The movie is beautifully shot, with a Felliniesque attention to detail and it is significant that the film is dedicated to another towering figure of Italian cinema, Francesco Rosi, who died in January 2015.
As with both those directors, the distinctiveness of Sorrentino’s cinematic language lies in the way he incorporates extravagant visual sequences and, like Fellini, loves to create surreal set pieces.
Sorrentino makes no apology for the fact that he is mainly interested in the lives of artists, models and footballers and has never pretended to be a social realist.
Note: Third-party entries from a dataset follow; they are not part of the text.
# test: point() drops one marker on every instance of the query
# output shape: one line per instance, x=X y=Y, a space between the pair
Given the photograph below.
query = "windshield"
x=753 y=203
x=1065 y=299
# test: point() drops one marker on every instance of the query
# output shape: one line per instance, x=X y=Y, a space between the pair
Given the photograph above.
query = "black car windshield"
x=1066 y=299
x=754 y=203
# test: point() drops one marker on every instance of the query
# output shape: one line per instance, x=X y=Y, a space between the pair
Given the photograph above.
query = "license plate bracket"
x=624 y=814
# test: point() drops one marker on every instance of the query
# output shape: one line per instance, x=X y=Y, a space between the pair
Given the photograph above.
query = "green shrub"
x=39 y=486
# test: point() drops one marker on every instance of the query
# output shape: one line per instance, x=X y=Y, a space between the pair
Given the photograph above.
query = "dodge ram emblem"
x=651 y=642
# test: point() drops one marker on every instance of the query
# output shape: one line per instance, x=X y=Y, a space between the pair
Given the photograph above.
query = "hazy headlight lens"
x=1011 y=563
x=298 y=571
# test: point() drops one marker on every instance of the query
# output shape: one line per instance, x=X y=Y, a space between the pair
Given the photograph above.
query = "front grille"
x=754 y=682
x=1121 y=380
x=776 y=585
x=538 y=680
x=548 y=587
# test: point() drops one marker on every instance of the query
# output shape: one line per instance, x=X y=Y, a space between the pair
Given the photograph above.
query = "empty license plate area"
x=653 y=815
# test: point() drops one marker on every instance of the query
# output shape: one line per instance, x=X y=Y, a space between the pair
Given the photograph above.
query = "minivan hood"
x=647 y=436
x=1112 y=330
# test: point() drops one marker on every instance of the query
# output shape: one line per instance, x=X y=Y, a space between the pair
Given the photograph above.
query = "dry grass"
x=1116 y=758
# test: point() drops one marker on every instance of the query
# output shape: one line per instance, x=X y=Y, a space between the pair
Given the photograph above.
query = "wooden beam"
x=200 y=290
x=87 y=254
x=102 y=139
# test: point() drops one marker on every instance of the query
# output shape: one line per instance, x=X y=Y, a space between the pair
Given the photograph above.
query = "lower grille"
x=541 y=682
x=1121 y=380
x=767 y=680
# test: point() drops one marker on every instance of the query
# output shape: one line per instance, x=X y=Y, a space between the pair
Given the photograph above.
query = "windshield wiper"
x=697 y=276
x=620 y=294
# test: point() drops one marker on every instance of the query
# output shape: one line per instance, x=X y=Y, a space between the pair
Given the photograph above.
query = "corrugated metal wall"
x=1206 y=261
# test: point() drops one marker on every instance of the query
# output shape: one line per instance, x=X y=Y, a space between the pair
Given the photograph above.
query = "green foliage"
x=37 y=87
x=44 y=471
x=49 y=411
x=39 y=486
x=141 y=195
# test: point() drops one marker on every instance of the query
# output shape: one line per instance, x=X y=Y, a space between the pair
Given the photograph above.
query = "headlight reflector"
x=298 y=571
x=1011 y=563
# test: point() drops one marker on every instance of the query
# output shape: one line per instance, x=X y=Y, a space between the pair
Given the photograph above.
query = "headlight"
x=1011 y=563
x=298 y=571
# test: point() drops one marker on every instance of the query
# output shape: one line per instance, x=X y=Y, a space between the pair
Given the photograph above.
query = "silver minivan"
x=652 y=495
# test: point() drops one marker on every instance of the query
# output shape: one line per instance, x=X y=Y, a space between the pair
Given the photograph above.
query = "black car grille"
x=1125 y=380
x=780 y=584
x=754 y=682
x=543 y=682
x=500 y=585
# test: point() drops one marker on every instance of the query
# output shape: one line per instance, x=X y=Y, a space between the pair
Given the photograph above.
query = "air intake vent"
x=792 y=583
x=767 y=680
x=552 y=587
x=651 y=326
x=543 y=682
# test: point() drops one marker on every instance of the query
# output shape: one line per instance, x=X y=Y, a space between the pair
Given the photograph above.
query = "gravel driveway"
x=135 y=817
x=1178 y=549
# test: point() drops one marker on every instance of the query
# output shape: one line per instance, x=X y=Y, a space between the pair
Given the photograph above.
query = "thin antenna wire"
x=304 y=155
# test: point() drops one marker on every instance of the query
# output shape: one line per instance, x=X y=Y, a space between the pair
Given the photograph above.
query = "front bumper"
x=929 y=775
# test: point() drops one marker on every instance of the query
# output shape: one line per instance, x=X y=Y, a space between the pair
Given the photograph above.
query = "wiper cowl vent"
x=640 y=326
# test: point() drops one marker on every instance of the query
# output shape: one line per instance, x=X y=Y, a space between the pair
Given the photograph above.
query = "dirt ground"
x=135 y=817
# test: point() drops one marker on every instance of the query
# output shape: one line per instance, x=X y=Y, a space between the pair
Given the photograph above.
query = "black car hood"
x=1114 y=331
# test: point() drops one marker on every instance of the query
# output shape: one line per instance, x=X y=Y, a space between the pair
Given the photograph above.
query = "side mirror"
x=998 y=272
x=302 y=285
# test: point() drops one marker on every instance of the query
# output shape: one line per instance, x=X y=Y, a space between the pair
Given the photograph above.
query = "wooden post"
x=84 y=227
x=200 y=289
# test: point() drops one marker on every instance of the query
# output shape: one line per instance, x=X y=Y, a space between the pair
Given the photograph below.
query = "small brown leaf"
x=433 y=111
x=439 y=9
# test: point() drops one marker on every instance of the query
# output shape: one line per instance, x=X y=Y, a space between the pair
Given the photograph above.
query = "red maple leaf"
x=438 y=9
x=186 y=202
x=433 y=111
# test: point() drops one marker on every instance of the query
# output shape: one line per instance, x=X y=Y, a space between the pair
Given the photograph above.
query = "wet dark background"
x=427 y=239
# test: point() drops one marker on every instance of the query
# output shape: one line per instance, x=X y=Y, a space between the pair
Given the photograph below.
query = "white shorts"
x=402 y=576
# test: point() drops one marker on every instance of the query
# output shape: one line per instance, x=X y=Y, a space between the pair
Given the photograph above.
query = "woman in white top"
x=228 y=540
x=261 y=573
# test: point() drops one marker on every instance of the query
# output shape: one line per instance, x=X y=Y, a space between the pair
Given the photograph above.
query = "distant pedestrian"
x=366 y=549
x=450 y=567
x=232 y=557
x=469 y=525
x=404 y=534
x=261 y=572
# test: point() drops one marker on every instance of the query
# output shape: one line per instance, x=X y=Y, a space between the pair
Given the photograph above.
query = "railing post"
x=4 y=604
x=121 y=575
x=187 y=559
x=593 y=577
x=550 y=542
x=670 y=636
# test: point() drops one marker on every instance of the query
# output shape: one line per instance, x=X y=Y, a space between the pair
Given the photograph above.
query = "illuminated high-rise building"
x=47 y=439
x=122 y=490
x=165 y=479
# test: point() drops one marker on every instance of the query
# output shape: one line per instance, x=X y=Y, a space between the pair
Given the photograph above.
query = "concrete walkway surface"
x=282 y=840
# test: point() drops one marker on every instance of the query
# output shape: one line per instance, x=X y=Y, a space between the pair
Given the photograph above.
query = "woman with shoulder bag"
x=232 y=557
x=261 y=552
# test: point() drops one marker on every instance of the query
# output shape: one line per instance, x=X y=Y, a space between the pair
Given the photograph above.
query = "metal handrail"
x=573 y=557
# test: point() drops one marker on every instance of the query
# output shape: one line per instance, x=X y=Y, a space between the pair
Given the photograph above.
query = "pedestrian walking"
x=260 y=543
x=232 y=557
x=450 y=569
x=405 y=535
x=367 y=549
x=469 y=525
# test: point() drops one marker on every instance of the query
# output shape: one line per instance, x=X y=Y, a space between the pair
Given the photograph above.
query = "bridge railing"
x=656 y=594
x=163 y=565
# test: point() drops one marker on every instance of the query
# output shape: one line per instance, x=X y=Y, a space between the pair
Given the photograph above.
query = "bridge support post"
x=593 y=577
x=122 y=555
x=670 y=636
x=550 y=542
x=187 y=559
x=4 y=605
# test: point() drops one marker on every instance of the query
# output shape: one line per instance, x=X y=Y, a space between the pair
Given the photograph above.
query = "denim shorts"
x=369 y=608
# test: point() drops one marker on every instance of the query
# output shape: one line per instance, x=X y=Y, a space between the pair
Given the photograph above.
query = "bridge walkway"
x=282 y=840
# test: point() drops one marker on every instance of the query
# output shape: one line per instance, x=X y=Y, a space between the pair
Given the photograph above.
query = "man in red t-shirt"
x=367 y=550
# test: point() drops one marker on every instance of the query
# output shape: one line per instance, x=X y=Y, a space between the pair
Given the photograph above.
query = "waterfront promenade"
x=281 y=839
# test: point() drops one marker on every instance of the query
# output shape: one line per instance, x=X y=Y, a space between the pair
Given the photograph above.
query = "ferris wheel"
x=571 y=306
Another aspect that makes this movie so memorable is the intelligent use of a diversity of musical styles to establish a range of moods. The casting of retro pop singer Paloma Faith (as herself) doesn’t really fit so well but this is more than compensated for by highlights which include the measured balladry of Mark Kozelek, a dramatic piece by Godspeed!You Black Emperor and, in a climactic scene, opera singer Sumi Jo performing a ‘simple song’ ostensibly written Fred Ballinger but actually composed by David Lang.
Youth doesn’t achieve the artistic heights of the oscar-winning La Grande Bellezza but it nevertheless confirms Paolo Sorrentino as one of the most gifted filmmakers on the planet right now.